Delbert Mann remembers the good old days. They were one year ago, when he directed a new, live TV production of the play "All the Way Home" for NBC. And then there were the even better, even older days, when Mann directed a live TV play not once a year but often once a week in the 1950s, the golden age of television.
He would direct a live TV play from Rockefeller Center on a Sunday night, have a drink or two at Hurley's Bar, take a suburban train home to Connecticut, then come in on Monday and pick up a new script for the next week's play. These were crazy times, and great times, for television.
Now Mann is in Nashville preparing another live TV drama, "The Member of the Wedding" by Carson McCullers, an "NBC Live Theater" tonight at 9 on Channel 4. The cast of the play, set in rural Georgia of 1945 and first produced on Broadway in 1950, includes 18-year-old Dana Hill (of "Shoot the Moon" and "Fallen Angel") as 12-year-old Frankie Addams and Pearl Bailey as the family cook, a role played in the memorable 1952 movie version by the great Ethel Waters.
In the golden age, live plays -- often new originals -- were televised from TV studios, but "NBC Live Theater" presents them from actual theaters with live audiences present. And so "The Member of the Wedding" will originate from the James K. Polk Theater at the Tennessee Performing Arts Center.
"We see it as an event, a theatrical event televised for the home," says Mann from Nashville. "I have staged it with both audiences in mind, but the essential focus of the rehearsal and the planning is to make it a television experience for the television viewer. It's like, and yet unlike, the PBS 'Live from the Met.' They hide their cameras; the cameras must not interfere. Our show is conceived with the cameras and equipment being there as part of it.

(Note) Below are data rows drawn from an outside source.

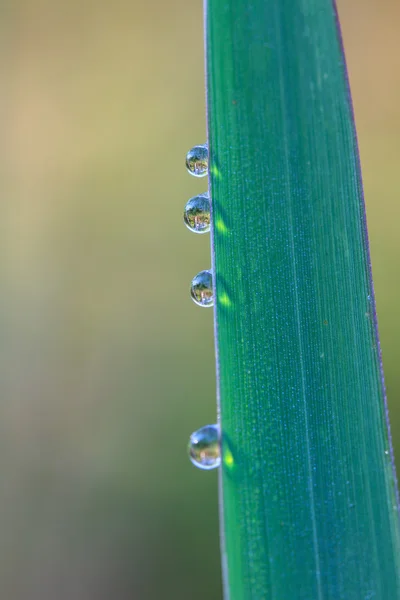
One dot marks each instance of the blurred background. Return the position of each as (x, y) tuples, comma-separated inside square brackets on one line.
[(106, 366)]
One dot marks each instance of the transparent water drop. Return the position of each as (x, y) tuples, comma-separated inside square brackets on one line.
[(204, 448), (201, 289), (197, 161), (197, 214)]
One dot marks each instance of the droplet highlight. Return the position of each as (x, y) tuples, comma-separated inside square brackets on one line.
[(197, 161), (197, 214), (201, 289), (204, 448)]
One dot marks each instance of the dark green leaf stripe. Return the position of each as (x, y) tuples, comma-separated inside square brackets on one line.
[(308, 494)]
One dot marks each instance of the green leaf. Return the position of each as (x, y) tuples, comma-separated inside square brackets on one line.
[(308, 491)]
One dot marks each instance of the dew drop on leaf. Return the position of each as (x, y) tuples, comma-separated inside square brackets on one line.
[(202, 289), (197, 161), (204, 448), (197, 214)]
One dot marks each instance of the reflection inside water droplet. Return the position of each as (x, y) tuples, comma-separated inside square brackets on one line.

"We have cameras on the stage, not hidden away in boxes or in the orchestra pit, but right on the apron of the stage, between the audience and the actors if necessary." At some points in the live telecast, people in the audience at the Polk Theater will have to watch the action on TV monitors, or else content themselves with seeing the backsides of camerapersons.
Life would be easier for Mann if they taped the play in front of a live audience and then edited it for broadcast, but that wouldn't be the same. It wouldn't be live, the way a football game or a space shuttle landing is live, and that still counts for something. "No matter what the quality of the script in the old days," says Mann, "I always got a strong impression from the urgency of the live situation."
Mann has made feature films and TV films. He won an Oscar for directing the movie version of Paddy Chayefsky's classic, "Marty." But first he directed the live TV version starring Rod Steiger. This was one of the legendary nights in TV history.
"The problems and the pressures of doing 'Marty' were absolutely similar to what we're going through now," Mann says. "All I remember is hoping to God it was all going to go well." The original "Marty" was reshown last year on PBS. There was no videotape when "Marty" was made; the copy shown was a kinescope, a film shot off a TV monitor. For years it was thought no kinescope of "Marty" even existed, but finally, one turned up.
In 1955, two years after "Marty," Mann directed another landmark, a TV production of "The Petrified Forest" starring Henry Fonda, Lauren Bacall and, in his only TV dramatic appearance, Humphrey Bogart. Unfortunately, no kinescope of this broadcast has turned up yet. Mann says of the production, "I have never seen it from that day until this. I've been told Lauren Bacall has a copy of that kinescope, so we're trying to contact her."
Actors have nightmares about being on stage and forgetting their lines. What do directors dream? "That actors are on stage and forgetting their lines," says Mann. "You worry about every remote possibility or accident that could happen." With "All the Way Home" last year, there were no unpleasant surprises. The only thing unplanned was Sally Field's curtain-call speech urging solidarity with the workers of Poland.
"It was a total impulse on her part that caught us all by surprise," says Mann. "I was just about to fade to commercial, too. I'm glad we didn't." A sense of danger and daring was part of the thrill of live TV in the '50s. Asked why he and fellow illustrious directors (Arthur Penn, George Roy Hill, many more) left television, Mann says, "We didn't leave television. Television left us. The television we knew was live. When it went to tape and film, it became a different medium."
We lost a lot. With programs like "NBC Live Theater," television attempts to get some of it back again.